Nutella und Coca Cola waren die ersten Marken, die das verstanden haben.

Wie Sie bemerkt haben, ist hier die Rede von Verpackungen, welche anhand ihres Designs zu Interaktionen – digitaler Art, aber nicht ausschließlich – anregen. Daraus folgten auch Kommunikatiosbemühungen vonseiten anderer Marken, wie beispielsweise Barilla.

Das Packaging ist ein Beispiel für ein Kommunikationsinstrument eines Unternehmens, das es geschafft hat, sich durch Design in ein vertrautes, soziales Element zu verwandeln. Heutzutage muss alles auf diese Art und Weise entworfen werden und dazu fähig sein, Unterhaltungen von Anbeginn der Entwicklungsphase anzuregen (und nach Möglichkeit zu lenken). Ob digital oder nicht macht da keinen großen Unterschied: Was zählt, ist die elementare Logik. Vielleicht indem konkret Rezensionen und Feedbacks zu Planungszwecken genutzt werden.

Trends und kreative Anwendungen

Und nun die große Frage: Wie kann man diese Trends im Arbeitsalltag anwenden?

Das wichtigste Anwendungsbeispiel dieses Beitrags ist sicherlich: Kontext ist alles! Was früher Content Marketing war, ist nun Context Marketing. Das Verständnis dafür, wie ein Logo in Onlineunterhaltungen kontextualisiert wird und/oder Erzählmuster auf der Basis von User-Inhalten identifiziert werden, kann sich als fundamental herausstellen, um die Welt der Marke zu überdenken, die man repräsentieren will. Bei diesem Prozess entstehen Variablen des Entwurfs (oder Neuentwurfs), des Logos und der Grafikassets. Wenn zum Beispiel eine ausführliche Analyse die Kontextualisierung eines spezifischen Logos in Grafikinhalten in Verbindung mit dem Thema Reise (nicht notwendigerweise Geschäftsreise) ergeben würde, könnte dieses Logo auch hinsichtlich seiner Farbe, seiner Schrift (wie die traditionellen Leitlinien des Fontdesigns bestätigen) und seines Logotyps der zutage gekommenen Thematik entsprechend erneuert werden.

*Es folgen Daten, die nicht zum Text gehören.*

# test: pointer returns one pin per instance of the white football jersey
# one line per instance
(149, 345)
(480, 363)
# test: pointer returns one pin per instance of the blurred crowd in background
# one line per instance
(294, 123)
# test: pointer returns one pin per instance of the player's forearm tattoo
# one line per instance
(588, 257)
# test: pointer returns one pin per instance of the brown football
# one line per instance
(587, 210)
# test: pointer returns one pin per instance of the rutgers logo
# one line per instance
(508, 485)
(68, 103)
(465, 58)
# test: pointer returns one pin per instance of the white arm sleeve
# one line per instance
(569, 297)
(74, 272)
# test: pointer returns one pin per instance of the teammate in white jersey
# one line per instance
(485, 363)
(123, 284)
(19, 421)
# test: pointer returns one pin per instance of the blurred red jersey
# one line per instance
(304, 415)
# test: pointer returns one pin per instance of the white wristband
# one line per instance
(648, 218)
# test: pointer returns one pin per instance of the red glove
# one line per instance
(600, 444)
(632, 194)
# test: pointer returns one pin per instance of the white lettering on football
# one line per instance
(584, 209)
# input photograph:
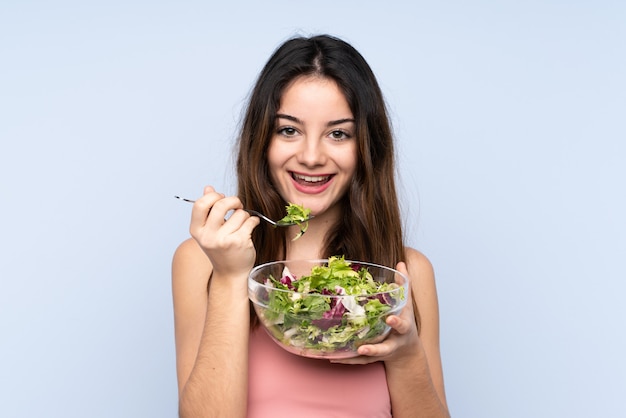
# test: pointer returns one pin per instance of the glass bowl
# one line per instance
(326, 308)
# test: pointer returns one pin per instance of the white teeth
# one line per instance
(311, 179)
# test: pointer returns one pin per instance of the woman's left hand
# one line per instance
(401, 342)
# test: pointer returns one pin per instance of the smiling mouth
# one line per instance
(310, 180)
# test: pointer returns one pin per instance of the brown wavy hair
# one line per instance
(370, 228)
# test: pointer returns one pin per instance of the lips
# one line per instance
(306, 180)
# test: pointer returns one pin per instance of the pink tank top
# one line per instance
(282, 384)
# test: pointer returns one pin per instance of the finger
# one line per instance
(399, 324)
(378, 350)
(202, 207)
(221, 208)
(238, 222)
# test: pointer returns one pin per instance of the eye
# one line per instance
(339, 135)
(287, 131)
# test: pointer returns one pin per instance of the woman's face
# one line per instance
(312, 153)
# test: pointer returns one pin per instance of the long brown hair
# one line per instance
(370, 228)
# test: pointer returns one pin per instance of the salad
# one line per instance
(298, 215)
(338, 307)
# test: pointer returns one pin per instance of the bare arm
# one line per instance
(212, 326)
(416, 379)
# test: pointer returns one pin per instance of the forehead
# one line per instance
(314, 95)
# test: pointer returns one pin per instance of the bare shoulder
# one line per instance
(419, 267)
(424, 291)
(191, 270)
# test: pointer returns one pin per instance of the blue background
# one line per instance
(510, 119)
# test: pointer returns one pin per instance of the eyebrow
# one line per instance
(296, 120)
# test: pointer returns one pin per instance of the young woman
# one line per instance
(315, 133)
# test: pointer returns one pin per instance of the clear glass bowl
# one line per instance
(329, 326)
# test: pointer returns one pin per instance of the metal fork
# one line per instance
(260, 215)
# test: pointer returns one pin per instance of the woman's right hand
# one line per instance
(227, 242)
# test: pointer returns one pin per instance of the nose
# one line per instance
(312, 152)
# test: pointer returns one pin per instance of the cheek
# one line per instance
(275, 160)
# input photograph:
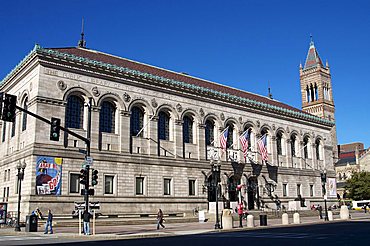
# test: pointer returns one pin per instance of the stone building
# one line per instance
(353, 157)
(155, 133)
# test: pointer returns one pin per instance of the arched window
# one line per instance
(13, 128)
(279, 137)
(188, 129)
(107, 117)
(4, 132)
(136, 120)
(292, 145)
(24, 115)
(74, 112)
(164, 126)
(317, 144)
(308, 93)
(312, 93)
(210, 129)
(230, 136)
(305, 147)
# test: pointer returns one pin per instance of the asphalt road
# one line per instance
(340, 233)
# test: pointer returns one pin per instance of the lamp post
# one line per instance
(20, 167)
(323, 183)
(215, 167)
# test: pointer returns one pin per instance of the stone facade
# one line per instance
(46, 78)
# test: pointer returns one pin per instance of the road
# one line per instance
(338, 233)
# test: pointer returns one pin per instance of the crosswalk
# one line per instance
(266, 235)
(23, 238)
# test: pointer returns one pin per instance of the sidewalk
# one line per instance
(172, 229)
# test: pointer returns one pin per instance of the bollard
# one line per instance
(344, 212)
(285, 219)
(227, 219)
(250, 221)
(296, 218)
(330, 215)
(263, 219)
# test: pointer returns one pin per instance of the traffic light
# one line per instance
(55, 129)
(94, 179)
(83, 176)
(9, 106)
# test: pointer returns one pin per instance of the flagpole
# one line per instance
(145, 125)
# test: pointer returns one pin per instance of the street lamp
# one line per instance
(20, 167)
(323, 183)
(216, 170)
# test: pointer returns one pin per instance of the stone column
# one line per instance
(302, 160)
(258, 154)
(289, 159)
(153, 136)
(178, 139)
(125, 131)
(274, 151)
(201, 142)
(95, 113)
(314, 159)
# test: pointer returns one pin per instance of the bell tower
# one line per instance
(316, 87)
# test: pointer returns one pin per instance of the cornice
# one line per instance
(171, 83)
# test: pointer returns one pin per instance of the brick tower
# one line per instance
(316, 89)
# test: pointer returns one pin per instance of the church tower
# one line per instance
(316, 88)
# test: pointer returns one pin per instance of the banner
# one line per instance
(3, 212)
(332, 187)
(48, 175)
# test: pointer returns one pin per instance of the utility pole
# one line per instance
(86, 196)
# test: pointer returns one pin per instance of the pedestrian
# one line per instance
(240, 213)
(38, 213)
(160, 219)
(49, 222)
(86, 219)
(319, 208)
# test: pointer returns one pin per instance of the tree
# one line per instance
(358, 186)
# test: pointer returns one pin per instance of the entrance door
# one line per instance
(252, 193)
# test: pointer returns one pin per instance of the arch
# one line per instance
(213, 117)
(293, 143)
(279, 141)
(79, 91)
(319, 148)
(112, 97)
(307, 94)
(188, 128)
(306, 146)
(193, 114)
(74, 111)
(143, 103)
(232, 132)
(169, 109)
(136, 119)
(107, 116)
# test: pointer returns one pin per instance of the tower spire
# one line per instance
(313, 59)
(82, 42)
(269, 90)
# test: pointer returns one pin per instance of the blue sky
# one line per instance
(242, 44)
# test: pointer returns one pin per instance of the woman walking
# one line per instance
(160, 219)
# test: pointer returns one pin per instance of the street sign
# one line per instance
(88, 160)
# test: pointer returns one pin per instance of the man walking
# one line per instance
(49, 222)
(86, 219)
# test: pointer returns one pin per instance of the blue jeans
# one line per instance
(49, 223)
(87, 228)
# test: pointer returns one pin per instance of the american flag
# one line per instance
(262, 147)
(223, 138)
(244, 138)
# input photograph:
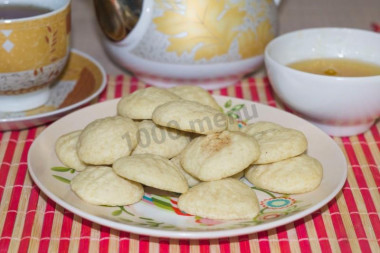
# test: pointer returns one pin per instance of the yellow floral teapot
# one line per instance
(211, 43)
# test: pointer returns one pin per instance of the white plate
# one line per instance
(81, 81)
(158, 215)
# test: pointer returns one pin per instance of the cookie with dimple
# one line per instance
(222, 199)
(158, 140)
(260, 126)
(294, 175)
(99, 185)
(141, 103)
(219, 155)
(196, 94)
(151, 170)
(66, 150)
(279, 144)
(190, 116)
(105, 140)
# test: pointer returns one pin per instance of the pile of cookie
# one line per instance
(179, 140)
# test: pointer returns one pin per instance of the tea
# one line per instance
(337, 67)
(13, 11)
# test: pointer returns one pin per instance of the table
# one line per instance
(30, 222)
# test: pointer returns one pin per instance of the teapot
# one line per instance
(209, 43)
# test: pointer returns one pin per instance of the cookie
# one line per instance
(294, 175)
(219, 155)
(280, 144)
(158, 140)
(233, 124)
(141, 103)
(196, 94)
(259, 126)
(105, 140)
(66, 150)
(99, 185)
(151, 170)
(191, 181)
(222, 199)
(190, 116)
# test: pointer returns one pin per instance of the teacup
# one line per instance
(34, 47)
(339, 105)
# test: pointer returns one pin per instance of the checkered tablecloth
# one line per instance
(29, 221)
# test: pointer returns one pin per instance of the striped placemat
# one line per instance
(31, 222)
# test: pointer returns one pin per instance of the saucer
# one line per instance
(81, 81)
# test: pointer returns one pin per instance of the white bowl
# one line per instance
(341, 106)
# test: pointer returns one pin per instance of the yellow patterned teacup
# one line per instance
(211, 43)
(33, 52)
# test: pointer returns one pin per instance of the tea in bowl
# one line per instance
(330, 76)
(34, 47)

Und das gilt auch für alle anderen Elemente und Kommunikationsinstrumente!

Das zweite Anwendungsbeispiel betrifft einen anderen wichtigen Wechsel der Kommunikationsartefakte, die immer mehr „open“ und „social“ werden müssen. Den Usern Platz einräumen, mit ihnen spielen, ihren Geschichten „zuhören“ (und wenn möglich, diese voraussehen), sie einbeziehen. Wie ich im Artikel „Gehören Customer Experience und Kreativität zusammen?“ erklärte:

„Die digitalen Medien und die technologische Innovation haben die Schaffung von digitalen Artefakten ermöglicht, die in das eigene Schaffen und die Perfektion Kreativität und ein Feingefühl für Customer Experience einfließen lassen.“

Zu einigen Beispielen solcher Marken mit zunehmender Bedeutung zählen Atom Bank und Google; sie entwickeln die eigene Kreativität mit Blick auf das Gesamterlebnis, das die Menschen in Interaktion mit der Marke haben.

Ich hoffe, dass dieser Exkurs zu einigen Trends dieses Jahres Ihnen neues Input zur Beziehung zwischen der digitalen Welt, der Kreativität und der Kommunikation geben konnte. „Social“ ist heutzutage nicht nur eine Umgebung, sondern eine Einstellung.

Sind Sie dazu bereit? Viel Glück und frohes Schaffen!